Il faut renforcer la protection des civils en période de conflit armé, selon le Conseil de sécurité

Des civils déplacés cherchent refuge à proximité de la base de la mission de l’ONU à Bor au Soudan du Sud. Photo ONU/Hailemichael Gebrekrstos

12 février 2014 – Le Conseil de sécurité des Nations Unies a jugé mercredi qu'il était nécessaire de renforcer la protection des civils en période de conflit armé comme le montrent les crises actuelles en Syrie, en République centrafricaine et au Soudan du Sud.

Lors d'un débat consacré à ce sujet, le Conseil de sécurité a adopté une déclaration dans laquelle il réaffirme « son engagement concernant la protection des civils en période de conflit armé et sa volonté de voir se poursuivre l'application intégrale de toutes ses résolutions sur la question. » Le Conseil juge « nécessaire que lui-même et les Etats membres renforcent encore la protection des civils. »

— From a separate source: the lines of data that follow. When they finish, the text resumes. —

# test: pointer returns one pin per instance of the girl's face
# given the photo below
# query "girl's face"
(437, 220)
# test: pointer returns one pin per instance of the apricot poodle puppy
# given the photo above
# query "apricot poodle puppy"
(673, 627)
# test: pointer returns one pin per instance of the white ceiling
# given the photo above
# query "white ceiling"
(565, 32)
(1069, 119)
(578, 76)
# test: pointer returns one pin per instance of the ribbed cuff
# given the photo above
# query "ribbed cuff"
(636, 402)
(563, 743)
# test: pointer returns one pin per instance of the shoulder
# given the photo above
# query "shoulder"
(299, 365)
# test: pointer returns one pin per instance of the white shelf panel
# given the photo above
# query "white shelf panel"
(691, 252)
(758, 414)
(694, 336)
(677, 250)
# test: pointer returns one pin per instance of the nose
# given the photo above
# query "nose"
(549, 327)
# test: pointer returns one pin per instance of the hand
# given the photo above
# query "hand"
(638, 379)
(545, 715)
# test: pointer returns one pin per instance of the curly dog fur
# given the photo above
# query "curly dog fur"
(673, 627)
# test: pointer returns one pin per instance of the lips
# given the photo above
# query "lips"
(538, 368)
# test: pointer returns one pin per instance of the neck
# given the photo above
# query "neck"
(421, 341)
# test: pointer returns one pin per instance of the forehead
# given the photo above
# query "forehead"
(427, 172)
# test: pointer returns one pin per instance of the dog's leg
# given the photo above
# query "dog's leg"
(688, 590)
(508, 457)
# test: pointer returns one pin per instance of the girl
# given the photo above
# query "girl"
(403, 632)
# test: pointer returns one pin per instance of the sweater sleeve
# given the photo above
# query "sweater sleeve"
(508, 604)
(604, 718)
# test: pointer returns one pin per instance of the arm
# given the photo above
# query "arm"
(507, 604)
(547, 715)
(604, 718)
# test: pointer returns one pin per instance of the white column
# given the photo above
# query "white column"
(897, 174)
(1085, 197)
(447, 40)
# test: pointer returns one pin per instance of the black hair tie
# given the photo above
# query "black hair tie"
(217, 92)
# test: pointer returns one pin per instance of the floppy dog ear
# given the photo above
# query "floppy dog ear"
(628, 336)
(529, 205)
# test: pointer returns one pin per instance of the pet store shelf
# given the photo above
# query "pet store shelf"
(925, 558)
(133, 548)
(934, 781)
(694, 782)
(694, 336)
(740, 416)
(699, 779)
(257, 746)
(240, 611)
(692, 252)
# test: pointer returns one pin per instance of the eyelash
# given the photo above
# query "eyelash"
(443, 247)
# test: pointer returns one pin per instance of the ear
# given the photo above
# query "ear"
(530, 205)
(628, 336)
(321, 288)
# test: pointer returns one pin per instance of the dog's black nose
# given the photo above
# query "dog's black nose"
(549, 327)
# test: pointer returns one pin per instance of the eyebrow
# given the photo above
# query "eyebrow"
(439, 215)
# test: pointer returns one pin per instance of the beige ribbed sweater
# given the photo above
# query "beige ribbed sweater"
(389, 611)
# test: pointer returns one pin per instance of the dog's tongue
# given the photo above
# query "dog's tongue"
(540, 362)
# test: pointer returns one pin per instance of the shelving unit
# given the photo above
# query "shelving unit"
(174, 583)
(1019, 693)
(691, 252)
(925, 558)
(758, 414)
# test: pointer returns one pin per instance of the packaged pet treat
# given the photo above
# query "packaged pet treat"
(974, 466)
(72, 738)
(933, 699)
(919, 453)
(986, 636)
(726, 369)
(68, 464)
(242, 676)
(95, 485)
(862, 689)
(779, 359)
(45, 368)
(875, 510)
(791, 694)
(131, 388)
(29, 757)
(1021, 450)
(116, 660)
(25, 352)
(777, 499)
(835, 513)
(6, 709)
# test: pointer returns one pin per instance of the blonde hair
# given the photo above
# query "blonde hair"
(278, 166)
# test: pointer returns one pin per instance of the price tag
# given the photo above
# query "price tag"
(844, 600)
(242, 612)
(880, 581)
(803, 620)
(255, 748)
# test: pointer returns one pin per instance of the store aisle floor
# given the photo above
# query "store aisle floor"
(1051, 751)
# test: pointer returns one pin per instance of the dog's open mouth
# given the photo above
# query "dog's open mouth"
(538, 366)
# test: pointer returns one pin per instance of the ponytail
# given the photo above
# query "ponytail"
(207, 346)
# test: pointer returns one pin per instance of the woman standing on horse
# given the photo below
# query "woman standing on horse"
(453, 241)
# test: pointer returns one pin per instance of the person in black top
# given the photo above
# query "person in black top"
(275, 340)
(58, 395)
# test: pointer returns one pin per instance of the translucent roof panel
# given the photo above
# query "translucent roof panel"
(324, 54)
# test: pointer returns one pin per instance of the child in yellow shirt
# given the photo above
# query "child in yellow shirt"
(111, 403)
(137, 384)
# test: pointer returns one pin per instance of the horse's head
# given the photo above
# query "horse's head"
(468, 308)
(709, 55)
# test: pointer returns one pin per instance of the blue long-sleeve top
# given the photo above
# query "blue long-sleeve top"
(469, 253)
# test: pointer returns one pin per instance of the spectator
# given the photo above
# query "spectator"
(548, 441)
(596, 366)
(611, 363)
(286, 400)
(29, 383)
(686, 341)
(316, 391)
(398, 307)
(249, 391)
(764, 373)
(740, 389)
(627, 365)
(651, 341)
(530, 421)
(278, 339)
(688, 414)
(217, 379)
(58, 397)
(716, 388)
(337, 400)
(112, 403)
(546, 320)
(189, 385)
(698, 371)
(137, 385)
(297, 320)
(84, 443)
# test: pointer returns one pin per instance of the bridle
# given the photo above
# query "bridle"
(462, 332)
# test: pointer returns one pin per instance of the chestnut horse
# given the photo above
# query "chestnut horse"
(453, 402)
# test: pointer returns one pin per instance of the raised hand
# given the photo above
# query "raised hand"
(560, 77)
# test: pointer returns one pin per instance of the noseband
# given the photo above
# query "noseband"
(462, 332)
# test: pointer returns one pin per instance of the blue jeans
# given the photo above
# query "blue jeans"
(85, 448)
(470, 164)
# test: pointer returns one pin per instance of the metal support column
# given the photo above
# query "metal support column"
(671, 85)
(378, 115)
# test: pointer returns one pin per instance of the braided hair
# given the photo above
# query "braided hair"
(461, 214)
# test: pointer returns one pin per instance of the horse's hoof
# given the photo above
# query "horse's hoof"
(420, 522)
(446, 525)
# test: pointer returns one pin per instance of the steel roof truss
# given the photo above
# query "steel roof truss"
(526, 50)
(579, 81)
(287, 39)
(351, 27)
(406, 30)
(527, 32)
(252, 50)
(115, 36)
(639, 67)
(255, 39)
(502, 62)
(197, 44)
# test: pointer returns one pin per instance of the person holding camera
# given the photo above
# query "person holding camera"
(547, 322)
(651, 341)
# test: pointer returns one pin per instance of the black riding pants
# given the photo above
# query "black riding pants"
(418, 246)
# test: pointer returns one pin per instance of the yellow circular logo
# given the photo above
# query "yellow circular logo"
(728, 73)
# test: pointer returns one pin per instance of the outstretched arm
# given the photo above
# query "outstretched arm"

Les membres du Conseil réaffirment également qu'il faut que les missions de paix des Nations Unies qui ont un mandat de protection des civils veillent à s'en acquitter dans les faits et qu'il est important que les hauts responsables des missions continuent de s'investir dans la protection des civils.

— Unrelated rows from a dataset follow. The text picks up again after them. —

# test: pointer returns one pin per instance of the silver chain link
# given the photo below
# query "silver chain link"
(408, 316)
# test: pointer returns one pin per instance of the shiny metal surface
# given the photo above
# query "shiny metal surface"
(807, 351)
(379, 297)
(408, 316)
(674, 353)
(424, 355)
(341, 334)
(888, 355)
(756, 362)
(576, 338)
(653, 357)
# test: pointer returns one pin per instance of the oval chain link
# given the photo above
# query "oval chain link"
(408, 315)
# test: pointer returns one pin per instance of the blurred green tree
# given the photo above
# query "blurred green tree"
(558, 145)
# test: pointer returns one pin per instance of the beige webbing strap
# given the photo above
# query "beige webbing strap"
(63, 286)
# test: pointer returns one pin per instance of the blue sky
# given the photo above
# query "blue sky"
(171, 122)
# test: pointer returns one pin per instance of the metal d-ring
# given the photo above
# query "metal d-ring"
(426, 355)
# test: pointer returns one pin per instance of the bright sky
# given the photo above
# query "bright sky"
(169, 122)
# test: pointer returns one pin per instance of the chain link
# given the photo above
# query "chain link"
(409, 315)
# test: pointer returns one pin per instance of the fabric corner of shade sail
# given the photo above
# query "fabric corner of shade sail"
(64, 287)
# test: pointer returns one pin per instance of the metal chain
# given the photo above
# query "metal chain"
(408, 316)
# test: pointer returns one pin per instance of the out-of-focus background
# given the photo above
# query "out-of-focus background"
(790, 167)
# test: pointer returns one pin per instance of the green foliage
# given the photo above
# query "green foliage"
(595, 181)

Lors du débat, plusieurs hauts responsables des Nations Unies ont fait le point sur la question devant les membres du Conseil de sécurité.

« J'ai le regret d'informer le Conseil que malgré la législation sur les droits de l'homme et le droit humanitaire et la large utilisation des médias sociaux pour traquer les atrocités contre les civils, des civils continuent de manière régulière d'être tués, blessés et mutilés lors d'attaques ciblées ou aveugles en période de conflit armé », a dit la Secrétaire générale des Nations Unies aux affaires humanitaires, Valerie Amos.

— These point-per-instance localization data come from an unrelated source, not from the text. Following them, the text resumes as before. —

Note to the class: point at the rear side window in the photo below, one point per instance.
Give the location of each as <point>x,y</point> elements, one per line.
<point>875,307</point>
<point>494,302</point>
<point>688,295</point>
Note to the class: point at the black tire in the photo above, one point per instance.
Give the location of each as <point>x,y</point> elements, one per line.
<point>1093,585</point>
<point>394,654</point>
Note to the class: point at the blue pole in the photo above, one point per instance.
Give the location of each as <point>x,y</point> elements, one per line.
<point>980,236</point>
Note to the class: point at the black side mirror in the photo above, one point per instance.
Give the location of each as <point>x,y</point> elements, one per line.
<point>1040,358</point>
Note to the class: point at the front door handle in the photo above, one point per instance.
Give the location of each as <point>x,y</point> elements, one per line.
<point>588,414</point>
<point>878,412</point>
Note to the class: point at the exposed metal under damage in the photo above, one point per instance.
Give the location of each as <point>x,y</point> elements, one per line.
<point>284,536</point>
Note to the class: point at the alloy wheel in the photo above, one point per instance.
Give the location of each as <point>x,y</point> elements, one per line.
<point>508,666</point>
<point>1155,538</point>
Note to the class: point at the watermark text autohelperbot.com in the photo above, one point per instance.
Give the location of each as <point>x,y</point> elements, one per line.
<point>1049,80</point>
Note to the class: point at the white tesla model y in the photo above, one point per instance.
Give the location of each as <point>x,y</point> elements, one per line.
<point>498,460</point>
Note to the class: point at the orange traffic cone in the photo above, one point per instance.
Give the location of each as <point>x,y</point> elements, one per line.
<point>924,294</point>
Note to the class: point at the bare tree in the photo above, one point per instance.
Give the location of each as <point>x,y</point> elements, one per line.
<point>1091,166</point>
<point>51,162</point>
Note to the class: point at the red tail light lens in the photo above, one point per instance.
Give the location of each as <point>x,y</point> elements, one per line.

Elle a cité les exemples des conflits en Syrie, en République centrafricaine et au Soudan du Sud. « A bien des égards, nous semblons reculer alors que les exhortations internationales, y compris celles de ce Conseil, restent lettre morte », a-t-elle dit.

Selon Mme Amos, « investir les missions de maintien de la paix d'un mandat de protection des civils confrontés à une menace imminente de violence physique reste parmi les actions les plus importantes prises par le Conseil pour renforcer cette protection et cela a certainement sauvé des vies. »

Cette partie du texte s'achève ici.